The Best Type Of Tortilla To Hold Up Hearty Breakfast Tacos
Tacos, like sandwiches, are handheld meals that you can eat for breakfast, lunch, and dinner. While al pastor, carnitas, and fish tacos may be classic lunch and dinner offerings from your local street food cart or taqueria, breakfast tacos are in a class all their own. As opposed to a single guisado or stewed meat, breakfast tacos pack a tortilla with multiple hearty ingredients like eggs, cheese, potatoes, bacon, chorizo, and beans. Plus, you'll probably end up tacking on a drizzle of your favorite salsa and maybe the classic onion and cilantro garnish.
The best type of tortilla to hold up hearty breakfast tacos is the corn tortilla. They tend to be smaller than your average flour tortilla, but corn tortillas have the thickness, sturdiness, and flavor you need for the perfect breakfast taco. Furthermore, corn tortillas are the most authentic option as they are the base of most Mexican street tacos. Flour tortillas are a northern Mexican staple used to make quesadillas, burritos, fajitas, and, in some cases, tacos. While they crisp up nicely to contrast gooey cheese in a quesadilla, they're more likely to buckle under the weight of a multi–ingredient breakfast taco.
Corn tortillas have a much sturdier texture and come in various sizes and thicknesses. You'll find extra-thin, smaller, thicker "street taco," and super-soft corn tortilla varieties alongside their packaged flour tortilla counterparts. The savory earthiness of corn will also enhance and complement the spicy, zesty, and umami-rich Mexican flavors inherent in breakfast taco fillings.
Tips for using corn tortillas for breakfast tacos
Corn tortillas come in white, yellow, and blue corn varieties. Yellow corn tortillas have a richer corn flavor than white and blue, which both have a mellow nuttiness and earthiness. Local grocery stores in neighborhoods with large Mexican populations along with Mexican markets and bakeries will even offer housemade, fresh corn tortillas. Unless you eat corn tortillas fresh out of the press, they will harden and dry out quickly. It's easy enough to bring them back to their malleable, soft, yet sturdy state by simply heating them over a skillet, flat top, or comal. Most Mexican taco carts will fry up meat, potatoes, or eggs on one end of the flat top while simultaneously heating corn tortillas on the other end. Once you get your skillet nice and hot, corn tortillas need a quick 30 seconds to 1 minute on each side.

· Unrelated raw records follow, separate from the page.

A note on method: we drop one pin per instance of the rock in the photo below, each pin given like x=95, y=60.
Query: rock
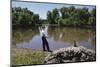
x=71, y=54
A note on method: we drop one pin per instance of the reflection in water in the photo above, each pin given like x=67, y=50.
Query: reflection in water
x=58, y=37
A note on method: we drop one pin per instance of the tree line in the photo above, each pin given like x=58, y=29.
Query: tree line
x=71, y=16
x=65, y=16
x=23, y=17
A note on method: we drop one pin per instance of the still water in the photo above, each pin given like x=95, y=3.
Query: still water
x=58, y=37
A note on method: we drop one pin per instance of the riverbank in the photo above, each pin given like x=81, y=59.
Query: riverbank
x=20, y=56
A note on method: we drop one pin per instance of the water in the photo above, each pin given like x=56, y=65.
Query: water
x=58, y=37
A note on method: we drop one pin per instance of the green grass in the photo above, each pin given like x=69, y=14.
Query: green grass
x=27, y=57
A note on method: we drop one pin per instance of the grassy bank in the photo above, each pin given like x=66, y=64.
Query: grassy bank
x=27, y=56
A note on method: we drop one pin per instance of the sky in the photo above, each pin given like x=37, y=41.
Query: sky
x=42, y=8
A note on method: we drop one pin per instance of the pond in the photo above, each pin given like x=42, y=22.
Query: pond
x=58, y=37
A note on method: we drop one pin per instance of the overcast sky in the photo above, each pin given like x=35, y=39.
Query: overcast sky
x=42, y=8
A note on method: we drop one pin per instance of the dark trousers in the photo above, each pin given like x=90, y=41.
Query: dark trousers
x=45, y=44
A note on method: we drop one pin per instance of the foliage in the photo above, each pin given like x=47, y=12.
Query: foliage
x=23, y=17
x=71, y=16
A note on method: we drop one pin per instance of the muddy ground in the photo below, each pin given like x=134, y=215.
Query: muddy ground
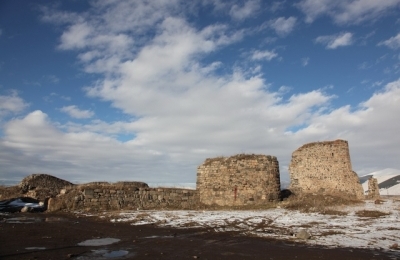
x=57, y=235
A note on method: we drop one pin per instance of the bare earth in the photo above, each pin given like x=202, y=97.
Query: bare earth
x=56, y=236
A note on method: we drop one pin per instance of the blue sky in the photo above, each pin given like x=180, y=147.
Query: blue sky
x=147, y=90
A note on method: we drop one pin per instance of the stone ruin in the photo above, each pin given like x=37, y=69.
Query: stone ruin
x=244, y=179
x=373, y=189
x=239, y=180
x=42, y=186
x=37, y=186
x=324, y=168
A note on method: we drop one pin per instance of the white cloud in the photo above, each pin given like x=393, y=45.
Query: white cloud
x=264, y=55
x=75, y=112
x=76, y=37
x=11, y=104
x=283, y=26
x=335, y=41
x=183, y=110
x=347, y=11
x=305, y=61
x=247, y=10
x=392, y=42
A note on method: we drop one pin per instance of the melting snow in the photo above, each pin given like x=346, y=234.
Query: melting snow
x=347, y=230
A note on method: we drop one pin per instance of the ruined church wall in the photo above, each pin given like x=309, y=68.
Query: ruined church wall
x=324, y=168
x=373, y=189
x=92, y=197
x=239, y=180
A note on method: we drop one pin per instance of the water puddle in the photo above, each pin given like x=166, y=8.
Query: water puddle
x=99, y=242
x=172, y=236
x=55, y=219
x=104, y=254
x=118, y=253
x=22, y=220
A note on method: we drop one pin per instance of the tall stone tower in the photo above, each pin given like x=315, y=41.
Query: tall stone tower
x=324, y=168
x=239, y=180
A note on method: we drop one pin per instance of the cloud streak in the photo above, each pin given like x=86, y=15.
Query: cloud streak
x=335, y=41
x=75, y=112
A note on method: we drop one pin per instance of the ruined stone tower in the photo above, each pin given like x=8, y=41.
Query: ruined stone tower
x=239, y=180
x=324, y=168
x=373, y=189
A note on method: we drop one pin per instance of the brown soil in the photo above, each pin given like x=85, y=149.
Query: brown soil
x=59, y=234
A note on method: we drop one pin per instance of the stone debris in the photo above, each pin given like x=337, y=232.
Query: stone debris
x=303, y=234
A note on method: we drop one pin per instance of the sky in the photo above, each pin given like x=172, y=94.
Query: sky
x=109, y=90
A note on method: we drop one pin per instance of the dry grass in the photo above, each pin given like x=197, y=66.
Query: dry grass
x=324, y=204
x=371, y=213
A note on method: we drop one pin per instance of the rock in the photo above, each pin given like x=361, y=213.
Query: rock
x=303, y=234
x=25, y=209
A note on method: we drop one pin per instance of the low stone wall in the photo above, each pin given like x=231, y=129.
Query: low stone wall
x=127, y=197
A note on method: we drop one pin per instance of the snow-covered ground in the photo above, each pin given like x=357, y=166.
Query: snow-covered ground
x=335, y=230
x=388, y=181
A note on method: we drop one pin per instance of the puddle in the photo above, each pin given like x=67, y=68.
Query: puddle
x=55, y=219
x=99, y=242
x=172, y=236
x=104, y=254
x=118, y=253
x=22, y=220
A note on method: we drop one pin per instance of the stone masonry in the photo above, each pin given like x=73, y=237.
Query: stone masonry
x=126, y=195
x=373, y=189
x=239, y=180
x=324, y=168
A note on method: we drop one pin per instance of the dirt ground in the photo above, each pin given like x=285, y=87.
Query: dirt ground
x=56, y=236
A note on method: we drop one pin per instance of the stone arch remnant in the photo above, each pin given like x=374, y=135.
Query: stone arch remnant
x=324, y=168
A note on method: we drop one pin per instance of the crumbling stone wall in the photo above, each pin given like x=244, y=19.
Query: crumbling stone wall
x=38, y=186
x=106, y=196
x=324, y=168
x=239, y=180
x=373, y=189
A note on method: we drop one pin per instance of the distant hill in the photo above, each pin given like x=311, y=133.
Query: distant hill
x=388, y=181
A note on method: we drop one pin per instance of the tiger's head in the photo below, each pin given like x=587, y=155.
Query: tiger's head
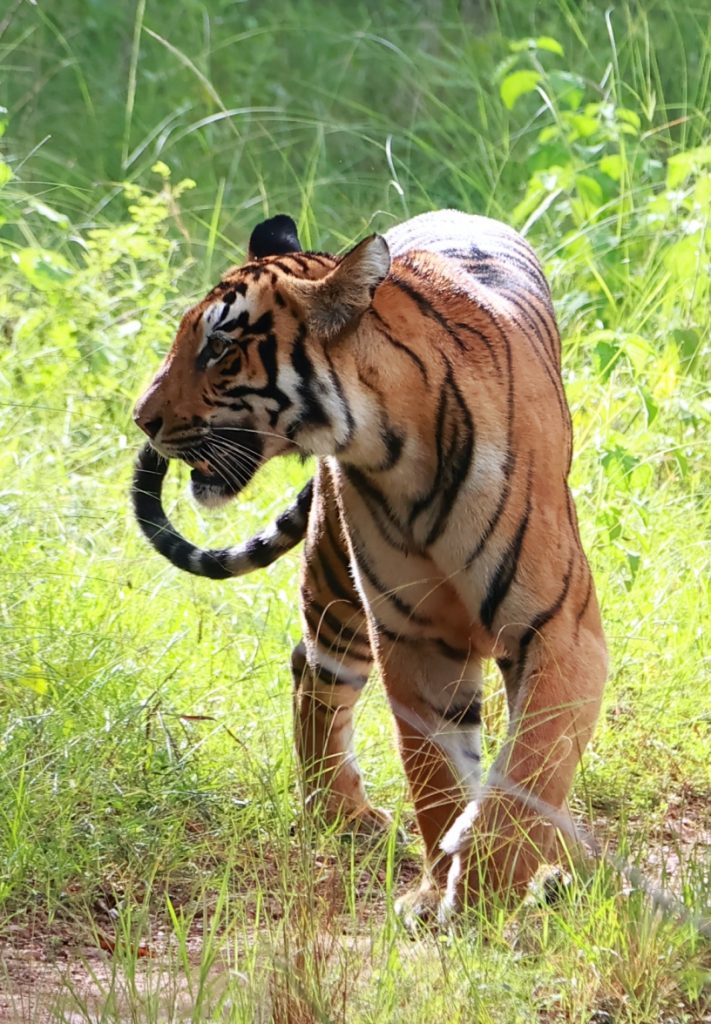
x=249, y=375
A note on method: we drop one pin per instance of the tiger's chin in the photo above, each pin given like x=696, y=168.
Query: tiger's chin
x=216, y=479
x=210, y=492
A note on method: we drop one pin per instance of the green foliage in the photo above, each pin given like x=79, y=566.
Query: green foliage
x=144, y=716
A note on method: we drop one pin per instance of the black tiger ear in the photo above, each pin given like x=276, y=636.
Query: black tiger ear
x=274, y=238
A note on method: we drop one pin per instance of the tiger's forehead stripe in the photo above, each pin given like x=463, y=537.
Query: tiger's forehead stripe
x=219, y=314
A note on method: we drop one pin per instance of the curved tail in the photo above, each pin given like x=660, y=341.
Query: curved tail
x=219, y=563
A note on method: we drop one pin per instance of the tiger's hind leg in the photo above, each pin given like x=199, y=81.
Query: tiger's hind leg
x=330, y=668
x=498, y=845
x=435, y=699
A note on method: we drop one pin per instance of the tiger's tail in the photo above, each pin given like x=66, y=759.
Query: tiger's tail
x=219, y=563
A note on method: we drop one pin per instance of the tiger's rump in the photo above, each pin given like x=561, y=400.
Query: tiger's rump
x=423, y=372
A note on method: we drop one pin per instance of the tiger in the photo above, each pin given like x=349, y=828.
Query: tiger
x=422, y=371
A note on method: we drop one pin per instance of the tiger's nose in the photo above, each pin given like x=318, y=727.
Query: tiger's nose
x=152, y=427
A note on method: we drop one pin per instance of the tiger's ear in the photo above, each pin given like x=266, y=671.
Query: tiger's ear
x=274, y=238
x=336, y=301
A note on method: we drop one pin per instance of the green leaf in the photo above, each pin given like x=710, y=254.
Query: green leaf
x=569, y=88
x=682, y=165
x=517, y=84
x=540, y=43
x=48, y=212
x=551, y=155
x=589, y=189
x=43, y=267
x=638, y=350
x=629, y=117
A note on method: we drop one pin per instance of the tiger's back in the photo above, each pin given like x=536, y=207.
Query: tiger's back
x=423, y=371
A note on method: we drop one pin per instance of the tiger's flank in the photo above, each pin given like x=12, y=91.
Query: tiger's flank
x=422, y=370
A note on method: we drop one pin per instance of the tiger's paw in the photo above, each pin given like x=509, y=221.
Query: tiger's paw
x=420, y=908
x=366, y=820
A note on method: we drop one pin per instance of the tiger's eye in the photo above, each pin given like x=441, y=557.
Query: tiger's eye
x=217, y=344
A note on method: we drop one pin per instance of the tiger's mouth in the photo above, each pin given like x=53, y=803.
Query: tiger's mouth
x=223, y=464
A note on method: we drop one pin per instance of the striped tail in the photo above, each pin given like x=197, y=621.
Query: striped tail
x=219, y=563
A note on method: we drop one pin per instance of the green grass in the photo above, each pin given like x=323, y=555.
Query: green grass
x=148, y=800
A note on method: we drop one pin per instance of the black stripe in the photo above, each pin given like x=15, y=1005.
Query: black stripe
x=429, y=310
x=333, y=636
x=311, y=412
x=468, y=715
x=379, y=508
x=387, y=334
x=586, y=602
x=508, y=564
x=542, y=619
x=404, y=607
x=425, y=306
x=329, y=574
x=345, y=404
x=498, y=511
x=455, y=443
x=332, y=679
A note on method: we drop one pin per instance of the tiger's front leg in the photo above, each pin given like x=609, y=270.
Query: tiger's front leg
x=330, y=669
x=435, y=698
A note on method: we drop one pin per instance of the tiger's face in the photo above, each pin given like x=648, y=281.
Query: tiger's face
x=247, y=376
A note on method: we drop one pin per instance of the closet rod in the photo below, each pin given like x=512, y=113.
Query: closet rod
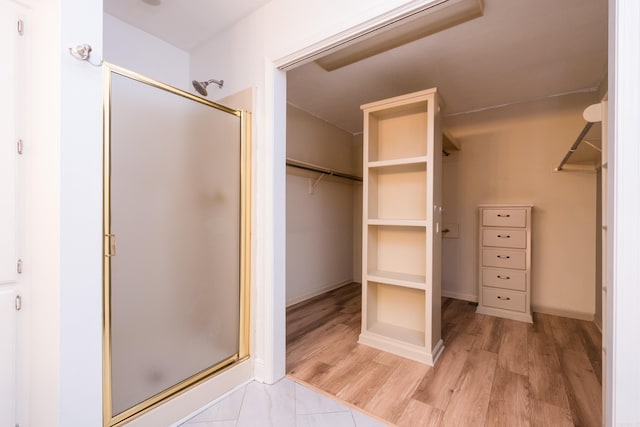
x=313, y=168
x=575, y=145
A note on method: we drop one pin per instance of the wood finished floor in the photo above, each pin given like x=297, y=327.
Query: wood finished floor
x=493, y=372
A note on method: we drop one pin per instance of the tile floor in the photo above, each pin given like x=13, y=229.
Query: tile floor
x=284, y=404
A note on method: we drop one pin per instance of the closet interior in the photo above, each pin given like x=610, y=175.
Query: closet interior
x=528, y=149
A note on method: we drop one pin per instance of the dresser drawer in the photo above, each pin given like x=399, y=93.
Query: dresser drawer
x=507, y=238
x=506, y=300
x=504, y=217
x=506, y=279
x=504, y=258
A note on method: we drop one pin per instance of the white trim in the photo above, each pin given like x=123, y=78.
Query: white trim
x=317, y=292
x=460, y=295
x=212, y=403
x=508, y=314
x=623, y=246
x=572, y=314
x=345, y=38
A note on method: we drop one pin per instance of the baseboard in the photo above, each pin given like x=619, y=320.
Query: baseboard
x=598, y=325
x=572, y=314
x=259, y=370
x=320, y=291
x=459, y=295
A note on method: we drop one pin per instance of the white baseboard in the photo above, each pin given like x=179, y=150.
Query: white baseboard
x=317, y=292
x=459, y=295
x=572, y=314
x=259, y=370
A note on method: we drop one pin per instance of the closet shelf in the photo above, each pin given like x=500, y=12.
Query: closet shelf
x=398, y=279
x=398, y=162
x=405, y=336
x=320, y=169
x=398, y=222
x=585, y=153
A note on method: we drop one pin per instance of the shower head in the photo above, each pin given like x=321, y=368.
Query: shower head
x=201, y=87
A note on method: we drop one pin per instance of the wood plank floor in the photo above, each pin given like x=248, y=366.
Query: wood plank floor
x=493, y=372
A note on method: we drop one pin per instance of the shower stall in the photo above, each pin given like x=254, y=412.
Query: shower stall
x=176, y=241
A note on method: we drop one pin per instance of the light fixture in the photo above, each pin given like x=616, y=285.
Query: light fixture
x=201, y=87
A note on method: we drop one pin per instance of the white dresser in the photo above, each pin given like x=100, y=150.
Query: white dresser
x=504, y=265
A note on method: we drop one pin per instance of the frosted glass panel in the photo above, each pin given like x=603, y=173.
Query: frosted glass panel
x=175, y=212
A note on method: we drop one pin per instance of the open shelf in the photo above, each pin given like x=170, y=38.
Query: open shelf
x=398, y=192
x=399, y=222
x=398, y=333
x=398, y=162
x=401, y=167
x=398, y=133
x=397, y=279
x=396, y=312
x=397, y=249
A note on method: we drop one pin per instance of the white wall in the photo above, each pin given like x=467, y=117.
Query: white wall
x=138, y=51
x=320, y=223
x=508, y=156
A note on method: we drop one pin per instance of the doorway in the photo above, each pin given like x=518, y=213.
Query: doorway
x=500, y=163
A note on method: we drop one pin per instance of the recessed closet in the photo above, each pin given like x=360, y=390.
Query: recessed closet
x=508, y=144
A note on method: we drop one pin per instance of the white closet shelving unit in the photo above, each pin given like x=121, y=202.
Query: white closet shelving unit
x=401, y=221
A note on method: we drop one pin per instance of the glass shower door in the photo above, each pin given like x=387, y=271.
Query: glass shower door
x=175, y=241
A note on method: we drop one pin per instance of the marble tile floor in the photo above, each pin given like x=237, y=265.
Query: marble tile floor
x=284, y=404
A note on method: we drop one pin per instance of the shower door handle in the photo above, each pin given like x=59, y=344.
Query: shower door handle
x=110, y=245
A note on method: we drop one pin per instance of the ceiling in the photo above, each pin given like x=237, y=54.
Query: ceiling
x=518, y=51
x=182, y=26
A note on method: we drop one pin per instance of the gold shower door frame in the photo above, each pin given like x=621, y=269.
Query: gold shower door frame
x=242, y=354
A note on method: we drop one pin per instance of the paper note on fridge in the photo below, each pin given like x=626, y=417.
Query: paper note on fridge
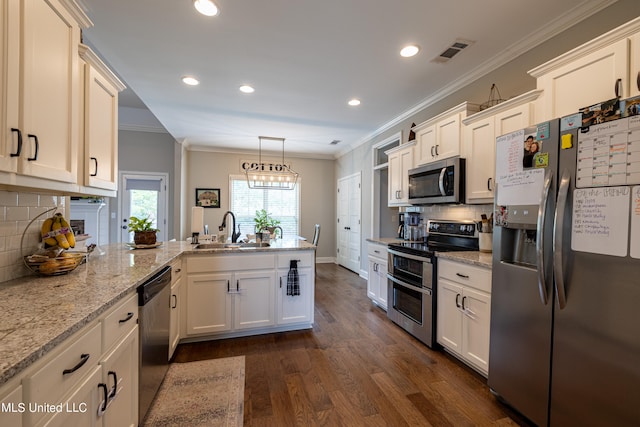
x=601, y=220
x=517, y=185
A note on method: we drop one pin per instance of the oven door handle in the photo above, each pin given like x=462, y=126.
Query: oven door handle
x=414, y=257
x=406, y=285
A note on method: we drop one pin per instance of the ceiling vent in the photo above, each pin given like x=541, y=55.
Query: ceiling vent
x=452, y=51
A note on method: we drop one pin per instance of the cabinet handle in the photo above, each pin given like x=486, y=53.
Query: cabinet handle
x=35, y=139
x=83, y=359
x=126, y=319
x=19, y=149
x=114, y=389
x=95, y=160
x=103, y=406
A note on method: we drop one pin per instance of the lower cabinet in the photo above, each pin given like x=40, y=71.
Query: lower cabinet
x=238, y=294
x=464, y=312
x=91, y=379
x=377, y=281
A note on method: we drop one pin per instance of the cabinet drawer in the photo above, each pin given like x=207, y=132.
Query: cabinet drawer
x=50, y=383
x=376, y=250
x=232, y=262
x=116, y=324
x=305, y=259
x=468, y=275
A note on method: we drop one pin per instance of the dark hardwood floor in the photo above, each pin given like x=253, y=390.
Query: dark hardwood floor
x=354, y=368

Since corn tortillas are generally smaller than flour tortillas, you can use two corn tortillas for your breakfast tacos. You can stack them on top of each other or leave some overlap on either side to extend the length of your taco. Stacking corn tortillas offers extra protection against breakage, but it'll also provide a delicious textural contrast. In the case of a chorizo breakfast taco, the first corn tortilla will absorb all of the flavorful chorizo oil, which will soften and saturate it with flavor, while the extra corn tortilla will maintain its delightfully gritty chew.